(Adds analysts' comments on implications for growth and the
Bank of Canada)
By Randall Palmer
OTTAWA, July 3 A resurgence in Canadian exports
after they were hampered by plant maintenance helped cut the
country's trade gap to C$152 million ($143 million) in May from
C$961 million in April, despite record imports, Statistics
Canada said on Thursday.
Exports rose by 3.5 percent to the second highest level ever
at a seasonally adjusted C$44.17 billion, exceeded only in July
2008, with volumes up 4.2 percent. Analysts, however, were
divided on the impact of the trade upturn on Canada's
still-tepid economic growth.
"Unfortunately, that rebound was heavily influenced by
certain one-off factors and is therefore unlikely to convince
the Bank of Canada that its long-awaited export revival is at
hand," said David Madani, Canada economist at Capital Economics.
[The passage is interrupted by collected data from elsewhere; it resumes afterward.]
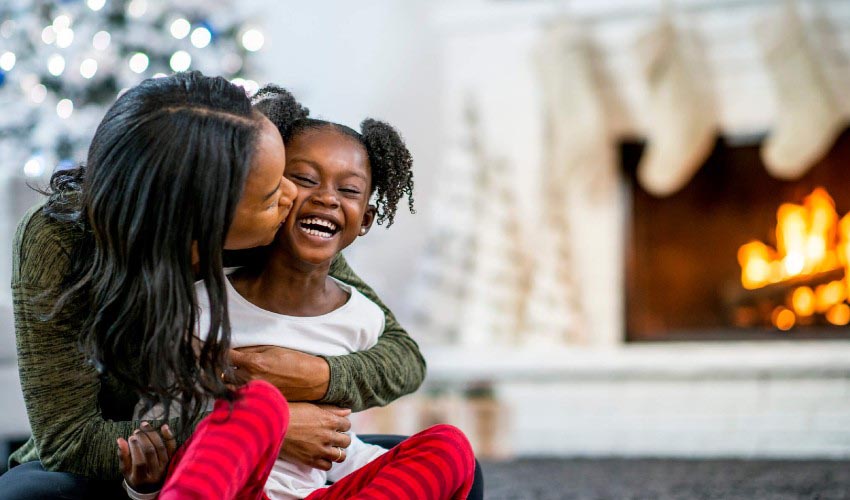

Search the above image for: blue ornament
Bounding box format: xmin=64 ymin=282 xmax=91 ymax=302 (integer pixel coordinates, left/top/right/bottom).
xmin=0 ymin=70 xmax=6 ymax=88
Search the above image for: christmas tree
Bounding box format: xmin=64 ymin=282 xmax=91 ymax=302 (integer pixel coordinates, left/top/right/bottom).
xmin=0 ymin=0 xmax=265 ymax=177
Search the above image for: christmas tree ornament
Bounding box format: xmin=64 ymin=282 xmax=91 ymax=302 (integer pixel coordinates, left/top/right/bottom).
xmin=635 ymin=20 xmax=716 ymax=197
xmin=755 ymin=3 xmax=845 ymax=180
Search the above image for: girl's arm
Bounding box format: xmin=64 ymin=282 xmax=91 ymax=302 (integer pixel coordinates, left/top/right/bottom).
xmin=10 ymin=208 xmax=201 ymax=478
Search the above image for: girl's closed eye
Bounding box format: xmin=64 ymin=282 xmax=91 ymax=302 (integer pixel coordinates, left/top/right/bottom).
xmin=290 ymin=174 xmax=317 ymax=186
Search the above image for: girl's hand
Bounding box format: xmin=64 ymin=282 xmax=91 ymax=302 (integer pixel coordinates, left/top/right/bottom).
xmin=117 ymin=422 xmax=177 ymax=493
xmin=230 ymin=346 xmax=330 ymax=401
xmin=279 ymin=402 xmax=352 ymax=471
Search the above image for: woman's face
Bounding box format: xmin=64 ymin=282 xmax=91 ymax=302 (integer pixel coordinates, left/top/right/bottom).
xmin=225 ymin=117 xmax=297 ymax=249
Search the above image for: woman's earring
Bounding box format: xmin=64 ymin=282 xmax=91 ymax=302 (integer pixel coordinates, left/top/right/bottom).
xmin=359 ymin=228 xmax=367 ymax=236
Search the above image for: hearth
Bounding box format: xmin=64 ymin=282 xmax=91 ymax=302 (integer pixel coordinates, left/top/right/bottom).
xmin=623 ymin=128 xmax=850 ymax=341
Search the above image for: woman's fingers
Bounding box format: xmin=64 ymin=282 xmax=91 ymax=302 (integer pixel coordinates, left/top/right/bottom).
xmin=140 ymin=421 xmax=168 ymax=468
xmin=328 ymin=429 xmax=352 ymax=449
xmin=314 ymin=459 xmax=333 ymax=472
xmin=319 ymin=405 xmax=352 ymax=432
xmin=160 ymin=424 xmax=177 ymax=458
xmin=130 ymin=430 xmax=160 ymax=476
xmin=228 ymin=349 xmax=253 ymax=369
xmin=327 ymin=445 xmax=347 ymax=464
xmin=117 ymin=438 xmax=131 ymax=478
xmin=128 ymin=434 xmax=150 ymax=478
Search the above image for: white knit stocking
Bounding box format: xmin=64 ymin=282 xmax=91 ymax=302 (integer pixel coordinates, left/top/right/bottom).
xmin=756 ymin=4 xmax=845 ymax=180
xmin=635 ymin=21 xmax=716 ymax=197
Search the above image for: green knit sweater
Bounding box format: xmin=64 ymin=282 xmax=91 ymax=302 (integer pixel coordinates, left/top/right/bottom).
xmin=9 ymin=204 xmax=426 ymax=478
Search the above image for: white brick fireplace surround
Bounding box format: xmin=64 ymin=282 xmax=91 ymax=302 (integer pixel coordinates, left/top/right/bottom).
xmin=423 ymin=341 xmax=850 ymax=458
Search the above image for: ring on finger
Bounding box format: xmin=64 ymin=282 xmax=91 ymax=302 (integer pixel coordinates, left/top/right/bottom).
xmin=334 ymin=446 xmax=344 ymax=463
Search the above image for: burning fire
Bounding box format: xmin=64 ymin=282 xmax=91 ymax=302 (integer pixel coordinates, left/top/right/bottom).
xmin=737 ymin=188 xmax=850 ymax=328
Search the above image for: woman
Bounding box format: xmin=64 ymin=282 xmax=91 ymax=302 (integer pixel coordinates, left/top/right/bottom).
xmin=0 ymin=72 xmax=426 ymax=497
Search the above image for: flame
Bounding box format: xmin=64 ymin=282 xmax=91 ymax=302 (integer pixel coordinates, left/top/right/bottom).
xmin=739 ymin=188 xmax=848 ymax=289
xmin=739 ymin=188 xmax=850 ymax=330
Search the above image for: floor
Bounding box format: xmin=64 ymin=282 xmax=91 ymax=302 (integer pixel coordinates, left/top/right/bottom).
xmin=480 ymin=458 xmax=850 ymax=499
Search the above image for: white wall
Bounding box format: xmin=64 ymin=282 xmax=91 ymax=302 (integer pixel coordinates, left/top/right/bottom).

Bank of Montreal senior economist Benjamin Reitzes offered a
brighter view: "While trade may not add much to growth in (the
second quarter), the improving trend in exports bodes well for
the rest of 2014."
Imports rose at 1.6 percent, less than half the pace of
export growth, but at C$44.32 billion they nonetheless topped
April's record C$43.62 billion.
The trade balance ran four months of deficit from October
2013, then returned to surplus in February and March before
tipping back into deficit in April, largely because maintenance
slowed production at refineries and car plants.
Exports of vehicles and parts rose 9.8 percent to C$6.62
billion in May, while exports of refined oil products bounced
back by C$505 million to C$1.12 billion after having dropped by
C$452 million in April. Exports to the United States were the
second highest on record.
Higher imports were also led by vehicles and parts, which
rose by 6.7 percent to C$7.80 billion, whereas imports of energy
products dropped 3.6 percent. Imports from countries other than
the United States increased 5.1 percent to a record C$15.61
TD Securities senior Canada macro strategist Mazen Issa said
net exports had been expected to provide somewhat of a net drag
on growth but now might have only a negligible effect.
"Though this is just one print, this may be the beginnings
of the rotation in the drivers of growth that has long been
sought," he said, alluding to the central bank's hope that
exports and business investment would take over from indebted
consumers and government in leading the economy.
Second quarter growth is still likely to come in softer than
the 2.5 percent annualized rate the Bank of Canada forecast in
its April Monetary Policy Report, and bank Governor Stephen
Poloz will still likely emphasize this in trying to talk down a
recent acceleration in inflation, Issa said.